I’ve shown three parameter sweeps: the capacitor Cextx2 , the series resistor Rext and the effective inductance of the buffer Lopeff (the integrator-like noise gain bandwidth of the amplifier transforms its output resistance Ropol into an inductance – homework time, if you don’t understand why).
Layout inductance is included, but the inductive component of the source impedance is completely dominated by that rising closed-loop output impedance of the driving amplifier. This is the main reason why the settling performance of such systems is improved by using wide-band amplifiers – not some hand-wavy stuff about how well the amplifier’s output stage drives the “difficult” input impedance of the ADC. Now, let’s sweep. First, the capacitor Cextx2 :
Input capacitor swept between 3 pF and 300 pF (slowest).

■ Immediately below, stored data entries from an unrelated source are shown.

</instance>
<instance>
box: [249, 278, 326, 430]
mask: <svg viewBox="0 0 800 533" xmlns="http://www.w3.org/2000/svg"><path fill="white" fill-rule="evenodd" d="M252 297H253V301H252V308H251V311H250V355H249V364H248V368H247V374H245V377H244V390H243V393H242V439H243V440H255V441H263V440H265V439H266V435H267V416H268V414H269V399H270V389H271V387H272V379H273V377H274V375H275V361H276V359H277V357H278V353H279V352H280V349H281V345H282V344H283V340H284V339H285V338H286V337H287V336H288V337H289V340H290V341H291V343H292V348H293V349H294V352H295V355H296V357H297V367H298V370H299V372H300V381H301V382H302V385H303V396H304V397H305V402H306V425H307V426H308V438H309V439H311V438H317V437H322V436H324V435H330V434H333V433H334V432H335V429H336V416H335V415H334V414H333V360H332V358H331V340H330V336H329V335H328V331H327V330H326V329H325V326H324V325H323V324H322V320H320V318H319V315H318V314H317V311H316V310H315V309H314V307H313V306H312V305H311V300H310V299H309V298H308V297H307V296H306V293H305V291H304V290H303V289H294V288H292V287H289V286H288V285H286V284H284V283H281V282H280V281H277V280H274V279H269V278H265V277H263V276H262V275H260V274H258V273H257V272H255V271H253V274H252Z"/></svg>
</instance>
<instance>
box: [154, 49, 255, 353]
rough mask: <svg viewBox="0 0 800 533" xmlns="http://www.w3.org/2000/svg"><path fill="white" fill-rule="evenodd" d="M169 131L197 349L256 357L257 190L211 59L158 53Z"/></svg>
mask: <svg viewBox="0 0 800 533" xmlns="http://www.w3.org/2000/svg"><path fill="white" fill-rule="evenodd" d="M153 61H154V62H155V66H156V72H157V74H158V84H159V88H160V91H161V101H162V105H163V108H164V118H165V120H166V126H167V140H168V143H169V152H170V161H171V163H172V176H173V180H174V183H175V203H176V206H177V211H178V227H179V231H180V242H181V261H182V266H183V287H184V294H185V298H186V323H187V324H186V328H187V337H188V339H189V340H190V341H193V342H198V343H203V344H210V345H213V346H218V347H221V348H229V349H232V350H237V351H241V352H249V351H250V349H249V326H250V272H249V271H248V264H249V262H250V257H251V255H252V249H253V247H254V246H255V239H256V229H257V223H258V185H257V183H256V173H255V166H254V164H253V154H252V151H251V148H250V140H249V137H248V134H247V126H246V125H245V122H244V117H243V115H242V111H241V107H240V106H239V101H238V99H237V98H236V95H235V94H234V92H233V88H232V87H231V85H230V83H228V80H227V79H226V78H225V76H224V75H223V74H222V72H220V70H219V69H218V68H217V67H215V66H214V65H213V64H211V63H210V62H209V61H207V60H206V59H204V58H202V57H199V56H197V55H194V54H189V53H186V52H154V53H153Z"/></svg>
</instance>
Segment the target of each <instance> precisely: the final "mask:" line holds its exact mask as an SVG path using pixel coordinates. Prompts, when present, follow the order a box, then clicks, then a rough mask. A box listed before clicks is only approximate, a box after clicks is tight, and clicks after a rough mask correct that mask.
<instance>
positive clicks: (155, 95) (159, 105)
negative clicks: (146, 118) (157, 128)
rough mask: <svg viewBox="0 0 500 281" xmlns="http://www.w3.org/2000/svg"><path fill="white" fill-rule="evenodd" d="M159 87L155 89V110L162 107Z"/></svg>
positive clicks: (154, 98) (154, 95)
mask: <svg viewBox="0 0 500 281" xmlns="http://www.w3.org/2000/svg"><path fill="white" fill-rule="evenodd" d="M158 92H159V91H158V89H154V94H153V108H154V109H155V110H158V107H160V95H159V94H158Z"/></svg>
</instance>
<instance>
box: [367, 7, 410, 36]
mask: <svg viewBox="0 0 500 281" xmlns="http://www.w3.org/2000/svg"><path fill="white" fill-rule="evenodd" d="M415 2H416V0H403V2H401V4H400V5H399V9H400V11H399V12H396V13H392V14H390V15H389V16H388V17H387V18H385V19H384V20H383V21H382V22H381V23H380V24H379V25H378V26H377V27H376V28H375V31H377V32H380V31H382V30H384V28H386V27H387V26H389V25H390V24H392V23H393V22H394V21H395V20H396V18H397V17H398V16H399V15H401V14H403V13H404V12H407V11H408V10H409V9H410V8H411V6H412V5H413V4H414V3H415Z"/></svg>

As the capacitor value increases, the waveform becomes better damped but takes longer to settle. Here, Rext = 30 ohm and Lopeff = 160 nH (corresponding to an amplifier with an open-loop Ropol of 100 ohm and a noise gain bandwidth of 100 MHz). Adding more capacitance lengthens the settling time, whatever tweaks are done to “nicen up” the actual waveform. For high-speed systems you should make this capacitance as small as possible. Next, the resistor Rext :
External resistance swept between 3 ohm and 300 ohm (slowest).
Sweeping that resistor also changes the external RC time constant, but increasing Rext has a more dramatic effect than increasing Cextx2 because of the series voltage drop. Here Cextx2 = 30 pF and Lopeff = 160 nH. Increasing the resistance value improves the damping of the resonant circuit formed at the input, particularly for low values of input capacitance, but does slow the system down. The value of the resistor needs to rise as the source inductance rises (i.e. as the noise gain bandwidth of the op amp reduces) in order to preserve a clean acquisition waveform.
Now, the inductance – effectively, we are sweeping the amplifier’s GBW. Figure 4 shows the effect of changing the noise gain bandwidth of the amplifiers from 1000 MHz down to 10 MHz with Rext = 30 ohm and Cextx2 = 30 pF. As you might expect, using a slower opamp significantly extends the settling time. Also, that large overshoot could cause input stage problems.
Effective source inductance swept between 16 nH and 1600 nH (slowest).
As the opamp GBW is reduced, the achievable clean acquisition time (with best Rext and Cextx2 ) also rises, showing that slower buffer amplifiers may be fundamentally unable to support accurate acquisition in your system at the speed you need. The waveform variations indicate that if the value of one of the three main external components is fixed (say the opamp can’t be changed, or the ADC has a large Cin ) you need to optimize both the others for good results – and that this fixed choice might make it impossible to achieve the settling time you need!
Hope this gives you a feeling for where the ‘ping ‘comes from, and how to investigate it in your systems – try it yourself! Has this one rung you when you weren’t expecting it? – Kendall.